Nathaniel Fiennes, 1610-69
Disgraced for surrendering Bristol to the Royalists in 1643, he became a moderating influence in Parliament and a supporter of Cromwell's Protectorate
The second son of William Fiennes, Lord Saye-and-Sele, Nathaniel Fiennes was educated at Winchester College and New College, Oxford. Like Lord Saye, he was a devout Puritan and travelled to the Calvinist city of Geneva after his graduation. In 1636, he married Elizabeth, the daughter of the Parliamentarian Sir John Eliot who had died a prisoner in the Tower of London in 1632.
Fiennes sat as MP for Banbury in the Long Parliament where he became a prominent opposition leader, closely associated with John Pym. He played a leading role in exposing the "Army Plot" of 1641 and was an outspoken critic of Episcopacy. On the outbreak of civil war in 1642, Fiennes, his father and brother John Fiennes attempted unsuccessfully to prevent Spencer Compton, the Royalist Earl of Northampton, from seizing Lord Brooke's cannon at Banbury, but he joined Brooke and John Hampden in the force that relieved Northampton's subsequent siege of Warwick Castle.
Commissioned a colonel in the Earl of Essex's army, Fiennes fought at Powick Bridge and Edgehill. The following year, Essex appointed him governor of Bristol. Fiennes complained that he didn't have enough men or supplies for Bristol's defence; he was obliged to surrender the city when Prince Rupert stormed it in July 1643. Accused by his political enemies of cowardice and treachery, Fiennes was tried by court martial and sentenced to death. The Earl of Essex intervened to revoke the sentence, but Fiennes' reputation was ruined. He left England for two years in disgrace.

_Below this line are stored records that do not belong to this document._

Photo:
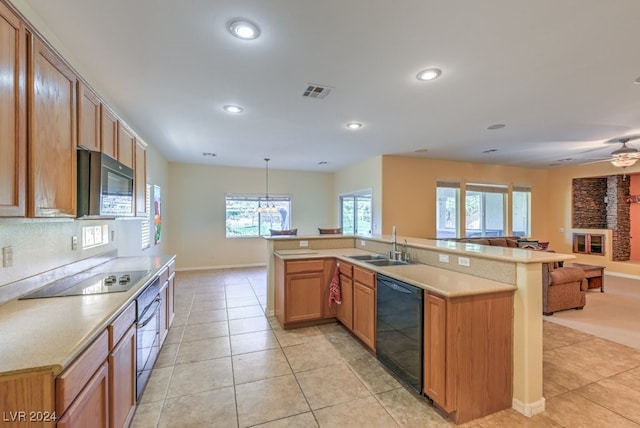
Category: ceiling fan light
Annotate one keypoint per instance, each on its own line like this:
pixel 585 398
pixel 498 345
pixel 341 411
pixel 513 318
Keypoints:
pixel 623 162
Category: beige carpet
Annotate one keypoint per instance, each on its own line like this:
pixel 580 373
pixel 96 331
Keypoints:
pixel 612 315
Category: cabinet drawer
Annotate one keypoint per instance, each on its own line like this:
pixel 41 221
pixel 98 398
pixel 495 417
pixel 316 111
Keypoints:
pixel 305 266
pixel 364 277
pixel 119 327
pixel 75 377
pixel 346 269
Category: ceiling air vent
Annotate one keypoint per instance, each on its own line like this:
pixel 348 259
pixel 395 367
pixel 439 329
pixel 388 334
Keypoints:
pixel 316 91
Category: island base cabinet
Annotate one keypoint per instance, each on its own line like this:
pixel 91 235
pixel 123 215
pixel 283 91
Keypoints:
pixel 345 309
pixel 364 314
pixel 122 380
pixel 91 407
pixel 468 348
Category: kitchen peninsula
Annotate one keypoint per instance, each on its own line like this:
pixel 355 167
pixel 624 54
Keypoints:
pixel 451 270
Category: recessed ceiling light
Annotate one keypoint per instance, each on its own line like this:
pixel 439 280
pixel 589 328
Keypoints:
pixel 244 29
pixel 429 74
pixel 232 109
pixel 496 126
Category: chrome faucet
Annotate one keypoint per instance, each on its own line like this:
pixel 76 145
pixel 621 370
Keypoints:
pixel 395 254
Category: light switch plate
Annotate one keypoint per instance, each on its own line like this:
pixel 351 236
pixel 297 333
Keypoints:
pixel 7 257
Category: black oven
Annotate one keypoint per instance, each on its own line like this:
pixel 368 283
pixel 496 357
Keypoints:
pixel 148 331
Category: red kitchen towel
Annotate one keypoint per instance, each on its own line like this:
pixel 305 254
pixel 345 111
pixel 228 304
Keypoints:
pixel 335 294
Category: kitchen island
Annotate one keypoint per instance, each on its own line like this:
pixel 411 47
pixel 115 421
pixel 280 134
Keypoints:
pixel 65 359
pixel 521 269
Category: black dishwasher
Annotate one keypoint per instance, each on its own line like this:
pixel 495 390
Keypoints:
pixel 399 329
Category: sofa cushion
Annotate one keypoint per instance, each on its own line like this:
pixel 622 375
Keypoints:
pixel 512 243
pixel 566 274
pixel 498 242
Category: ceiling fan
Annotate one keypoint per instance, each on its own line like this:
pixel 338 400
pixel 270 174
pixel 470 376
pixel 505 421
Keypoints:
pixel 624 156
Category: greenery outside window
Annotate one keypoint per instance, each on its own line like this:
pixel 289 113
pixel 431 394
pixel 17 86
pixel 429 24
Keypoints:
pixel 355 213
pixel 447 209
pixel 242 219
pixel 521 211
pixel 485 209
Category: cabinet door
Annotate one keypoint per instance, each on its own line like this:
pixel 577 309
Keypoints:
pixel 304 292
pixel 435 349
pixel 108 132
pixel 364 314
pixel 52 149
pixel 91 408
pixel 88 118
pixel 126 145
pixel 164 314
pixel 13 114
pixel 141 179
pixel 122 380
pixel 345 310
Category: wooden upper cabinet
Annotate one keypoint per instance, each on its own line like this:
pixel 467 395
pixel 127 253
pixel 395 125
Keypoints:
pixel 52 144
pixel 126 145
pixel 13 135
pixel 141 178
pixel 108 132
pixel 88 118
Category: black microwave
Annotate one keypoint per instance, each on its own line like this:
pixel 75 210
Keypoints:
pixel 105 186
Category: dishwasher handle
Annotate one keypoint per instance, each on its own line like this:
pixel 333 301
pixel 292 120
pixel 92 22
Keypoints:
pixel 400 287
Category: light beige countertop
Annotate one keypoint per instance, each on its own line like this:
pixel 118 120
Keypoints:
pixel 441 281
pixel 49 333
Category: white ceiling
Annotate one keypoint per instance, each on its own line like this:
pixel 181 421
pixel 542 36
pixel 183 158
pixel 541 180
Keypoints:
pixel 559 73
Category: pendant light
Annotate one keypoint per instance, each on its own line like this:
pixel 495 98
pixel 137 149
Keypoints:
pixel 267 208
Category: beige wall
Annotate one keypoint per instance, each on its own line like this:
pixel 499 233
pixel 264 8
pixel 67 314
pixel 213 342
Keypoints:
pixel 196 210
pixel 366 175
pixel 409 191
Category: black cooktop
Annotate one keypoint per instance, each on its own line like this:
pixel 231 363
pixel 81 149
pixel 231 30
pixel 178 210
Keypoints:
pixel 86 283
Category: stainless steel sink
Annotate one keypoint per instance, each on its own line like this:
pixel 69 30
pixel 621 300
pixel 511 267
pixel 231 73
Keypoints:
pixel 386 262
pixel 367 257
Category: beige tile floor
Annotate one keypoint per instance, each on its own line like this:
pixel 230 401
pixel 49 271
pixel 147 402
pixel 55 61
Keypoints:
pixel 225 364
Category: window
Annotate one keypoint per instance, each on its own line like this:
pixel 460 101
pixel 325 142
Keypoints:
pixel 355 212
pixel 447 208
pixel 485 210
pixel 521 211
pixel 243 219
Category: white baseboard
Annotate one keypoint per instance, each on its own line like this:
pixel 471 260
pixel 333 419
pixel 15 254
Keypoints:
pixel 220 267
pixel 530 409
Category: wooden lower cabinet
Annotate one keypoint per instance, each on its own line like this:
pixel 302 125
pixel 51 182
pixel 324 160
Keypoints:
pixel 122 380
pixel 435 333
pixel 345 309
pixel 91 407
pixel 364 306
pixel 468 354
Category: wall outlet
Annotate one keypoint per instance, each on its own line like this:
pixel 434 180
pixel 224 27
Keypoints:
pixel 464 261
pixel 7 257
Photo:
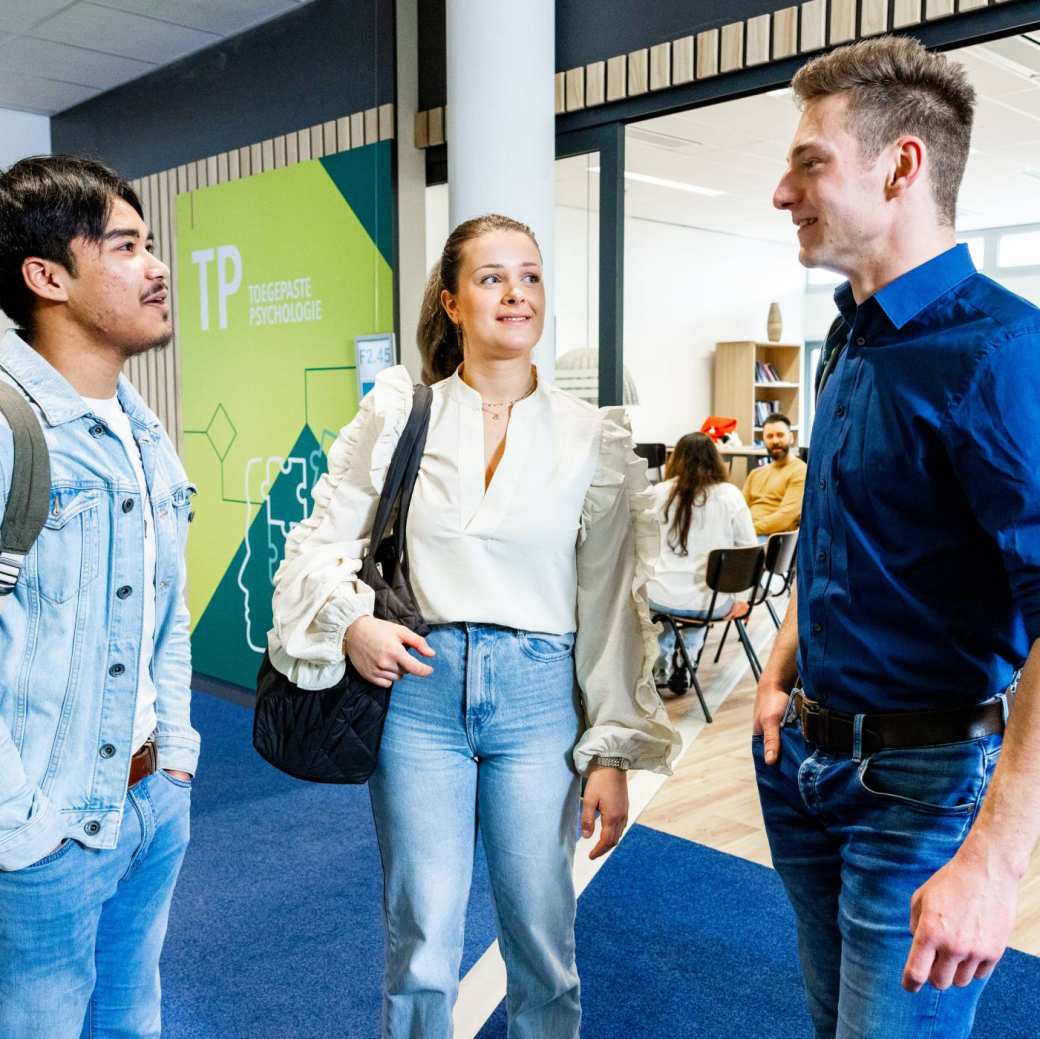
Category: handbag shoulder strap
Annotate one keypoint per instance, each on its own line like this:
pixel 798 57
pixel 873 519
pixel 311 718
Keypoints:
pixel 404 468
pixel 29 497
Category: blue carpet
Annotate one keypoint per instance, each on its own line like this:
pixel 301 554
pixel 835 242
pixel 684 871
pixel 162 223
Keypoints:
pixel 276 930
pixel 676 939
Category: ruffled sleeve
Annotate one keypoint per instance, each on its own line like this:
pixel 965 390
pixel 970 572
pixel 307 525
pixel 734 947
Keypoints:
pixel 617 642
pixel 317 595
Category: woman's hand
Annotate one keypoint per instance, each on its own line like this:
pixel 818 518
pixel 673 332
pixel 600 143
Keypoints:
pixel 378 650
pixel 606 791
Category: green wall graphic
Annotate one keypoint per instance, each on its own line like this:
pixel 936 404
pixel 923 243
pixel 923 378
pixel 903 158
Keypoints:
pixel 278 274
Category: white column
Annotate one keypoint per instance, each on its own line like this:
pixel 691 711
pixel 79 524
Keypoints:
pixel 501 125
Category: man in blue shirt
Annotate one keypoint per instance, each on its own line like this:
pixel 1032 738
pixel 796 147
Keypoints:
pixel 97 751
pixel 918 570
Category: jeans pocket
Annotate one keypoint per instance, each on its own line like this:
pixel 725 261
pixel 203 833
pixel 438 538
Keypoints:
pixel 949 779
pixel 59 853
pixel 544 647
pixel 184 784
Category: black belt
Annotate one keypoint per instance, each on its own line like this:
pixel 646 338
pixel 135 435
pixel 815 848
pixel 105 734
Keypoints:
pixel 830 730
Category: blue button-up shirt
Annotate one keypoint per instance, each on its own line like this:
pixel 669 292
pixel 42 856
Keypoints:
pixel 918 563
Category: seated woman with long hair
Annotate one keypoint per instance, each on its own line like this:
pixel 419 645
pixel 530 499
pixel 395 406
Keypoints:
pixel 698 510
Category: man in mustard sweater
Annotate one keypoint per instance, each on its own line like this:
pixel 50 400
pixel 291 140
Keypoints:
pixel 774 491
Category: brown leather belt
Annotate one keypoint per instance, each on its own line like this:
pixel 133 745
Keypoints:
pixel 829 730
pixel 143 763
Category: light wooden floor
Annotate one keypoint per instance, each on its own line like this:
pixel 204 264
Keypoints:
pixel 711 798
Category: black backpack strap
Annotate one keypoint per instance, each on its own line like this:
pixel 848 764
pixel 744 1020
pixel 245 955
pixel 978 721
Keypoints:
pixel 403 469
pixel 834 344
pixel 30 487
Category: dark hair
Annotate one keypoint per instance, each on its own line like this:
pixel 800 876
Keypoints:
pixel 695 465
pixel 440 341
pixel 894 87
pixel 45 202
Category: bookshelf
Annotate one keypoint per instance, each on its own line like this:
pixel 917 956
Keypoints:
pixel 744 371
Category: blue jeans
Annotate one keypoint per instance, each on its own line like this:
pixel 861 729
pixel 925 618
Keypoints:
pixel 852 841
pixel 484 744
pixel 693 638
pixel 81 930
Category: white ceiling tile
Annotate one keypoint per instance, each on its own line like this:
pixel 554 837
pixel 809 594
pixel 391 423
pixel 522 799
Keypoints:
pixel 223 17
pixel 70 65
pixel 18 16
pixel 43 96
pixel 119 32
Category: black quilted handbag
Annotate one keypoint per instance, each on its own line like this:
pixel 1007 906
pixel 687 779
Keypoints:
pixel 332 735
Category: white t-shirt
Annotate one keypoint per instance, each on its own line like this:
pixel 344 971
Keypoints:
pixel 145 717
pixel 724 521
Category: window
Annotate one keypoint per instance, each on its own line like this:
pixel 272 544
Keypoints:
pixel 1021 250
pixel 977 247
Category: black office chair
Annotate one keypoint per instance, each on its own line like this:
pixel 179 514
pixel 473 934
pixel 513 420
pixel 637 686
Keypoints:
pixel 780 553
pixel 728 571
pixel 654 453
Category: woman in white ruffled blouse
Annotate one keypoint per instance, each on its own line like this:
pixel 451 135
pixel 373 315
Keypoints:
pixel 530 539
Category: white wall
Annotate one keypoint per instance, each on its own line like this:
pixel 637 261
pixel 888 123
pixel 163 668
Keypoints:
pixel 21 134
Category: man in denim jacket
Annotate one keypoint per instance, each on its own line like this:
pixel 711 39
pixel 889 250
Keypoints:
pixel 97 750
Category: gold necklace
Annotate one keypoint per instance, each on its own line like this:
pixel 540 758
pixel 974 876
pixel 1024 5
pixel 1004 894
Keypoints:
pixel 485 405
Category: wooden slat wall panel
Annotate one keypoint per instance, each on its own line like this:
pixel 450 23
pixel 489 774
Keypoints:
pixel 157 373
pixel 906 13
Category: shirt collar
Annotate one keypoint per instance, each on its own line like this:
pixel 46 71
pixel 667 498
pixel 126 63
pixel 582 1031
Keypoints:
pixel 55 396
pixel 910 293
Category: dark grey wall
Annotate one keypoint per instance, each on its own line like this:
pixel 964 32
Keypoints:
pixel 589 30
pixel 330 58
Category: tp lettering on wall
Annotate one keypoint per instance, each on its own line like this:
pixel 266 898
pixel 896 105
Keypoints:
pixel 229 280
pixel 268 313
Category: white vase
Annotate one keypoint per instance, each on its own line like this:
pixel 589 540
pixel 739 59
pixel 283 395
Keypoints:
pixel 774 323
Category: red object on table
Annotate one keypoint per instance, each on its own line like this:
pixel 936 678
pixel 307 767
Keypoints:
pixel 719 427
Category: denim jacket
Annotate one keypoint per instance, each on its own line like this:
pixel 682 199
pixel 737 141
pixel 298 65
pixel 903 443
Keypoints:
pixel 70 633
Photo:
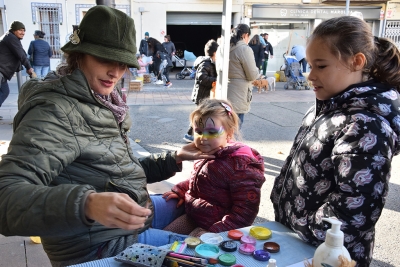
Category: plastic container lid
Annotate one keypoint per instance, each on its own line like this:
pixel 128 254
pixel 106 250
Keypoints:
pixel 247 249
pixel 226 259
pixel 246 239
pixel 259 232
pixel 261 255
pixel 192 241
pixel 272 247
pixel 228 246
pixel 207 251
pixel 211 238
pixel 235 234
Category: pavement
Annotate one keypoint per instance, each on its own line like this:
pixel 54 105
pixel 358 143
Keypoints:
pixel 160 118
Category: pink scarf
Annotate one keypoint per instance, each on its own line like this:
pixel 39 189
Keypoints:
pixel 114 102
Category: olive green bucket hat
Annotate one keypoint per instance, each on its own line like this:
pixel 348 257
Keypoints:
pixel 106 33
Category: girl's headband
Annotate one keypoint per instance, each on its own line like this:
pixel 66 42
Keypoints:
pixel 227 108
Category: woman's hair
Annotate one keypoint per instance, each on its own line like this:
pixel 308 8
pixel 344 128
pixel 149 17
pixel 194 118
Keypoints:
pixel 346 36
pixel 40 34
pixel 237 33
pixel 255 40
pixel 215 107
pixel 210 48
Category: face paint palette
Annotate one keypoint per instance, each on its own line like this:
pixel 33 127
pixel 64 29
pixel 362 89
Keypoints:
pixel 259 232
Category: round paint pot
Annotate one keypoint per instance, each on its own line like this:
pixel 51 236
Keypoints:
pixel 226 259
pixel 261 255
pixel 246 239
pixel 192 242
pixel 247 249
pixel 259 232
pixel 207 251
pixel 211 238
pixel 235 234
pixel 272 247
pixel 228 246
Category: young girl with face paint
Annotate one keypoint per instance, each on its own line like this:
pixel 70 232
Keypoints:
pixel 223 193
pixel 340 162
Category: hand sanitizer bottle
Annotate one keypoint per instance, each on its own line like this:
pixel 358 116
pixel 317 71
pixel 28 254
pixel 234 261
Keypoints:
pixel 327 254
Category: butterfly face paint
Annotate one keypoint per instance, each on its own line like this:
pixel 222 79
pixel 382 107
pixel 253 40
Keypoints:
pixel 209 133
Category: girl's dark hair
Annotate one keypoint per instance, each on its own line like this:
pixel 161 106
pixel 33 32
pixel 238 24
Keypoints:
pixel 255 40
pixel 210 48
pixel 237 33
pixel 346 36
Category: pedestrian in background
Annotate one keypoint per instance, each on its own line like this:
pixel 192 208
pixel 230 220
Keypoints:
pixel 169 46
pixel 258 50
pixel 300 53
pixel 268 52
pixel 206 76
pixel 143 48
pixel 40 53
pixel 12 56
pixel 341 159
pixel 153 47
pixel 242 71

When Prince Rupert surrendered Bristol to Fairfax in 1645, in similar circumstances to Fiennes' surrender in 1643, the Commons voted to restore him to his seat in Parliament. He became a stalwart of the "Middle Group" associated with Oliver St John that tried to find a middle way between the Independents and the Presbyterians. Fiennes supported the Army Grandees in trying to negotiate a settlement with the King and lost patience when Charles escaped to the Isle of Wight in November 1647. However, Fiennes opposed the radical position adopted by Army leaders after the Second Civil War and supported the King's final answer to the Treaty of Newport in 1648, for which he was excluded from the House of Commons in Pride's Purge.
Fiennes remained aloof from public life during the Commonwealth (1649-53) but supported the establishment of Cromwell's Protectorate. He was elected MP for Oxford in the First and Second Protectorate Parliaments. In 1654, he was appointed to the Council of State and was a Commissioner of the Great Seal in 1655. Fiennes was a leading member of the faction that offered the Crown to Oliver Cromwell. After Cromwell's refusal, Fiennes accepted a seat in the new Upper House, even though his father Lord Saye-and-Sele refused to recognise it. Fiennes supported Richard Cromwell as Oliver's successor and was driven from office with the collapse of the Protectorate in 1659, after which he retired into private life.